個人事業主が負担する自宅兼事務所の費用については、家事上と業務上の両方の費用であるため、すべてを必要経費とすることはできず、取引の記録等に基づいて業務の遂行上必要であったことが明らかに区分可能な部分(業務使用部分)を必要経費に算入することができるとされています。
所得税基本通達45-1では、「主たる部分等の判定等」として以下のように述べられています。
45-1 令第96条第1号《家事関連費》に規定する「主たる部分」又は同条第2号に規定する「業務の遂行上直接必要であったことが明らかにされる部分」は、業務の内容、経費の内容、家族及び使用人の構成、店舗併用の家屋その他の資産の利用状況等を総合勘案して判定する。

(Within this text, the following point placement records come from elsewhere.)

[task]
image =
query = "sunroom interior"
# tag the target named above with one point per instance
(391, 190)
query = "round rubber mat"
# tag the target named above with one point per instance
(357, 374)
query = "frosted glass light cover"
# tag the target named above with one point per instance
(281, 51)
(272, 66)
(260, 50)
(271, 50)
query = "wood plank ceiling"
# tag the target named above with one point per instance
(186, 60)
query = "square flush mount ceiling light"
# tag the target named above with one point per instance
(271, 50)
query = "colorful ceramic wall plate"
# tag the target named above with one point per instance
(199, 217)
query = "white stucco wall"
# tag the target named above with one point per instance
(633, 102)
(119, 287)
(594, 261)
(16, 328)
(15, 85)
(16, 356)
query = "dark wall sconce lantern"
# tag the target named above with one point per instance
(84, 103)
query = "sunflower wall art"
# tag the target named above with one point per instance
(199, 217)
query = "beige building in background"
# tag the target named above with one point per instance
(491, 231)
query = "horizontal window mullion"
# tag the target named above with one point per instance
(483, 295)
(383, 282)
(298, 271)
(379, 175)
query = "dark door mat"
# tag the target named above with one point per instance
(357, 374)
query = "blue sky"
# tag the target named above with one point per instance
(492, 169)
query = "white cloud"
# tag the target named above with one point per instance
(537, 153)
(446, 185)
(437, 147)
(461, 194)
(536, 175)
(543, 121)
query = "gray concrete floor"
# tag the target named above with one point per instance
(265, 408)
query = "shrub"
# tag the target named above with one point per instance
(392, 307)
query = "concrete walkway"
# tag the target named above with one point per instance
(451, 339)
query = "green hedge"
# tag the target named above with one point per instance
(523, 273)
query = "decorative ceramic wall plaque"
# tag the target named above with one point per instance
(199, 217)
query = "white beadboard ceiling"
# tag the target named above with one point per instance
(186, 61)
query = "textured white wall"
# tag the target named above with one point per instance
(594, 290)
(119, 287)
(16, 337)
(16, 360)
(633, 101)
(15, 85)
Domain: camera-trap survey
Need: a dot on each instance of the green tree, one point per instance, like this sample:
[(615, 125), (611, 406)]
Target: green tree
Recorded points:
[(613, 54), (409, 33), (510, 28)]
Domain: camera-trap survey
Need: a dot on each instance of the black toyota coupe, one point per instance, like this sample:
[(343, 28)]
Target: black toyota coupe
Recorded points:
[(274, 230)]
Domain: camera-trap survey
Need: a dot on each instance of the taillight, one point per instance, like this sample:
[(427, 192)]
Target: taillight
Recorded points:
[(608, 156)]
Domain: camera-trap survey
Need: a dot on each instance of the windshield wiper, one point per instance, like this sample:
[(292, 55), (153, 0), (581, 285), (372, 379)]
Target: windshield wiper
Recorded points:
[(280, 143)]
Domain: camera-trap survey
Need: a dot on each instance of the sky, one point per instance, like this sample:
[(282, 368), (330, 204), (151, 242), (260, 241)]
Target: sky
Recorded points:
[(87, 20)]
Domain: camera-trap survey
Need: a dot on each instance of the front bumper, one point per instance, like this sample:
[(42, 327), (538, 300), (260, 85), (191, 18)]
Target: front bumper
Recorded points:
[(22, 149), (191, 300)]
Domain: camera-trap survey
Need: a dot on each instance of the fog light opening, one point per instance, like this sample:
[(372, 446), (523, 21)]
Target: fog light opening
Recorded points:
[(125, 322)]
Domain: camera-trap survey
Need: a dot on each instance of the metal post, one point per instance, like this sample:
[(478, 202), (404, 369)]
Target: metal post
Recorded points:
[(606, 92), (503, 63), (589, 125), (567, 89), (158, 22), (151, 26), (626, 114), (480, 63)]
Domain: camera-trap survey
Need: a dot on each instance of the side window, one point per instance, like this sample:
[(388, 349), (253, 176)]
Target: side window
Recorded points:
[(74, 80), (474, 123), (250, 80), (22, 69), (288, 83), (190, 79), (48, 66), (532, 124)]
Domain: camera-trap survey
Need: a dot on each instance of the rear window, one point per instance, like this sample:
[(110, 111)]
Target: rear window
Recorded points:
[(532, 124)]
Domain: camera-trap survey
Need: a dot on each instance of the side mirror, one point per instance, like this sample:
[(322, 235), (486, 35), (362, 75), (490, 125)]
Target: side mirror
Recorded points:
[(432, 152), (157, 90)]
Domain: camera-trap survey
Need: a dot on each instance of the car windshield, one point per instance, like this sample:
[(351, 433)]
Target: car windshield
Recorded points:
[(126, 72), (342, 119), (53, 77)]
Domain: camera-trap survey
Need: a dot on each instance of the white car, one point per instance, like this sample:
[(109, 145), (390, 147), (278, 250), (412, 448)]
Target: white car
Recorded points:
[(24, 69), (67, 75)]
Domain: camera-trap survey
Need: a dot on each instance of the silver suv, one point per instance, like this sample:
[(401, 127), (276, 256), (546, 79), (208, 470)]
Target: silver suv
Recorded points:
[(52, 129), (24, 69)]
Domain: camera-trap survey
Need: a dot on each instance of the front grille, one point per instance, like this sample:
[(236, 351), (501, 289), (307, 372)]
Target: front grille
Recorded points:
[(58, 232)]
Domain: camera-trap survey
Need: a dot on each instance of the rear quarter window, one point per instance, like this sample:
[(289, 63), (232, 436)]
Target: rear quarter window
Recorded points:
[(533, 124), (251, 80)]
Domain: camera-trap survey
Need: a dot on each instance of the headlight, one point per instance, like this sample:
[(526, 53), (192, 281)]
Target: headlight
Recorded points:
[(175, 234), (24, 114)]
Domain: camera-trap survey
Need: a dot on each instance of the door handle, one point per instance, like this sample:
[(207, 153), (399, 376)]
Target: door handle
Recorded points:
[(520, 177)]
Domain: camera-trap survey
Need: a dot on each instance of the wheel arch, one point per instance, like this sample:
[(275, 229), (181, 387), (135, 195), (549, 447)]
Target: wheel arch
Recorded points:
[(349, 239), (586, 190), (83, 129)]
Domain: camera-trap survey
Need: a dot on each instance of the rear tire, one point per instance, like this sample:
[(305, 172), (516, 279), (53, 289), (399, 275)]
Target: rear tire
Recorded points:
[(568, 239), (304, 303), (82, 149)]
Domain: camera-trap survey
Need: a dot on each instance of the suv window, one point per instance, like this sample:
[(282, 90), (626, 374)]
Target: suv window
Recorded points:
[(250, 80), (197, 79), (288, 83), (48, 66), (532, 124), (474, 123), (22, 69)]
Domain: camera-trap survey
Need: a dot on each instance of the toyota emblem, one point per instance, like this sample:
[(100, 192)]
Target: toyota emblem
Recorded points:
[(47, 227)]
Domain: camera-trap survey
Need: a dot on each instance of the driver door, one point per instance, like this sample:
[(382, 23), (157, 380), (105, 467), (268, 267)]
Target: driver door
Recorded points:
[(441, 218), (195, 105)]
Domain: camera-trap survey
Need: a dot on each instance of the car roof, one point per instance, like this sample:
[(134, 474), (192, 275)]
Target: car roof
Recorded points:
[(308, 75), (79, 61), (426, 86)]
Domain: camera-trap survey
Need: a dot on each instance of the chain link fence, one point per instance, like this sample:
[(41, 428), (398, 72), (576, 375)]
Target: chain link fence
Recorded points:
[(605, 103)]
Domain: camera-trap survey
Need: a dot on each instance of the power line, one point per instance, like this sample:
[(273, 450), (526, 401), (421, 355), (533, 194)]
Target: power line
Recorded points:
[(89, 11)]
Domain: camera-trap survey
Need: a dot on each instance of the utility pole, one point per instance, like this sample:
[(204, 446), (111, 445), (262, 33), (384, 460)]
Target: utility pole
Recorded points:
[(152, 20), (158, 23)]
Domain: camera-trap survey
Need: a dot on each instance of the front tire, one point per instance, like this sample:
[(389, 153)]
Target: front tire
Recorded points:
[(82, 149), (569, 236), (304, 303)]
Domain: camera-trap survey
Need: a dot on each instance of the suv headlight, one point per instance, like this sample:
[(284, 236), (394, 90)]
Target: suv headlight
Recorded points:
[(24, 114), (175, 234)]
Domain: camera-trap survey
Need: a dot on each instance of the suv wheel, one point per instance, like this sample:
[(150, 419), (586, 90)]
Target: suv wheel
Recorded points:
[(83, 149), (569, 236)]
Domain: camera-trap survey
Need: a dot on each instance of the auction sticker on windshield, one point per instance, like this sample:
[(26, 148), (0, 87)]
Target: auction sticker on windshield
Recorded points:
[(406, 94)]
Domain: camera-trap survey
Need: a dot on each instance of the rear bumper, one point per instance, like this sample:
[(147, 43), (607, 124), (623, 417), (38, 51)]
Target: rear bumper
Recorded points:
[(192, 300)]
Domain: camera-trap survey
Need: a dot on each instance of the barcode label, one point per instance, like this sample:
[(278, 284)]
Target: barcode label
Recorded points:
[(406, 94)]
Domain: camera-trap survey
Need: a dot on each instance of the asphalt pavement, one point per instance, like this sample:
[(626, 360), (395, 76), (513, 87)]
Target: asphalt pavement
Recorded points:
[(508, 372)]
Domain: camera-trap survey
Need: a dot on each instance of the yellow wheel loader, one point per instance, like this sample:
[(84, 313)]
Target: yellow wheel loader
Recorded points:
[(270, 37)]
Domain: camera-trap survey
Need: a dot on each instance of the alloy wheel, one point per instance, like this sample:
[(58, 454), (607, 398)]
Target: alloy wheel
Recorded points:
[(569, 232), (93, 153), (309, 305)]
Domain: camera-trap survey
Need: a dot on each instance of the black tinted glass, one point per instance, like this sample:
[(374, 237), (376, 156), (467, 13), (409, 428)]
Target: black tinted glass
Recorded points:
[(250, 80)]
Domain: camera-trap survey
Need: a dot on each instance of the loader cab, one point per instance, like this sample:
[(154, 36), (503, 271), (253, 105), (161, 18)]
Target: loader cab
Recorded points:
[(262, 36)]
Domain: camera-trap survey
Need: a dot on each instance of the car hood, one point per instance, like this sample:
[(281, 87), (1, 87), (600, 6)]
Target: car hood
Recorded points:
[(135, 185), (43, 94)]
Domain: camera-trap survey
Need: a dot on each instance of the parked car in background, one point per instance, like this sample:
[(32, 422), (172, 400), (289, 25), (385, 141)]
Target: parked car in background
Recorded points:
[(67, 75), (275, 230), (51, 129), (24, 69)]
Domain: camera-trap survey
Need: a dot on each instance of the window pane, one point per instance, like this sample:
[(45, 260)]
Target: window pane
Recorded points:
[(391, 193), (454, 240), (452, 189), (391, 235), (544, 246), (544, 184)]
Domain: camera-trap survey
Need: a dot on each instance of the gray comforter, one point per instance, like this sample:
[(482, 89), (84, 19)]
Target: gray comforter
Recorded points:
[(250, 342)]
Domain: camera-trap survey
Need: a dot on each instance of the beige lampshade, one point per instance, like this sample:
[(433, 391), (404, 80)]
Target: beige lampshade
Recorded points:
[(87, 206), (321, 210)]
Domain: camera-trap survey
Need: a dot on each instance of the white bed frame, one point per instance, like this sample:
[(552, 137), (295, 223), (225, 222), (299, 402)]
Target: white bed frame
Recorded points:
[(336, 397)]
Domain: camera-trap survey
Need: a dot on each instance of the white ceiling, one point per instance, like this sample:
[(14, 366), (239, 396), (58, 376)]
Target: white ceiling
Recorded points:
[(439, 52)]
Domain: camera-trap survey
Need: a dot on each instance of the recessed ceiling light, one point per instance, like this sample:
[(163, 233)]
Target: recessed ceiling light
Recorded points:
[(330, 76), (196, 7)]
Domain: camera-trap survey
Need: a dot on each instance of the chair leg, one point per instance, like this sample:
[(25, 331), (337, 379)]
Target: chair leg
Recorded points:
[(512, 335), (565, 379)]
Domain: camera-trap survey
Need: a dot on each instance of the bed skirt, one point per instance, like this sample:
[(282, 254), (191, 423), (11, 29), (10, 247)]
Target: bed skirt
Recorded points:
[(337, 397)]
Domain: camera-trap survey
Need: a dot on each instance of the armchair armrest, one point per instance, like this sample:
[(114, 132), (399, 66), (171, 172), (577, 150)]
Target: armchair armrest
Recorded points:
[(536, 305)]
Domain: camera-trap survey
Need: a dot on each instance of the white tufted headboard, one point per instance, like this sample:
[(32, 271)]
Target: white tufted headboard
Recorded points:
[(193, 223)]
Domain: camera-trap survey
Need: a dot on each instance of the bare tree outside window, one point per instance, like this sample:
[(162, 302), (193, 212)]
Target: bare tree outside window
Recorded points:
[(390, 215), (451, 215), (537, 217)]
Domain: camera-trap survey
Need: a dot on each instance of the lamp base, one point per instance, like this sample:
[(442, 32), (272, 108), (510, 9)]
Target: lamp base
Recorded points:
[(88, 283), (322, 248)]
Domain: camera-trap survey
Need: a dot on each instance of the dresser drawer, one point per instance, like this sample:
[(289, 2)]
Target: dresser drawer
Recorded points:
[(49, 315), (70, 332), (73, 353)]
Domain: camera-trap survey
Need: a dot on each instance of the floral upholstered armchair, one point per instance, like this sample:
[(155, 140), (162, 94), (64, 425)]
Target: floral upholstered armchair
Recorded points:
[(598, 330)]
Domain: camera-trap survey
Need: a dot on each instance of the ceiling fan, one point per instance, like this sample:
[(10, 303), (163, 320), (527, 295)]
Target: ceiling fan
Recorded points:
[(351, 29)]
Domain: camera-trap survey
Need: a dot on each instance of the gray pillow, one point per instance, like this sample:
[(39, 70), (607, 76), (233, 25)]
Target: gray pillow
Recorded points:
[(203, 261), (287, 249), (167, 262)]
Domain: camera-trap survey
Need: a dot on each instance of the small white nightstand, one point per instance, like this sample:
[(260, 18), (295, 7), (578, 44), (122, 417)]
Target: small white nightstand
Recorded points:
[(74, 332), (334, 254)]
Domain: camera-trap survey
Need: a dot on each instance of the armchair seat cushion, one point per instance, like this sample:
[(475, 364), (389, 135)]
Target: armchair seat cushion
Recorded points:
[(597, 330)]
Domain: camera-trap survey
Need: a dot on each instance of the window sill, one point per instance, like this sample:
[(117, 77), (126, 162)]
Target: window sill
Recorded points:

要は様々な要素を勘案して総合的に判断してくださいということで、具体的にどのように計算すればよいのかは示されていません。
一方、国税庁が公表している在宅勤務FAQでは、従業員が在宅勤務のために負担するインターネット通信費や電気料金等を企業が生産する場合に、給与として課税する必要がない業務使用部分を求める際に用いることができる「簡便的な計算方法」が示されています。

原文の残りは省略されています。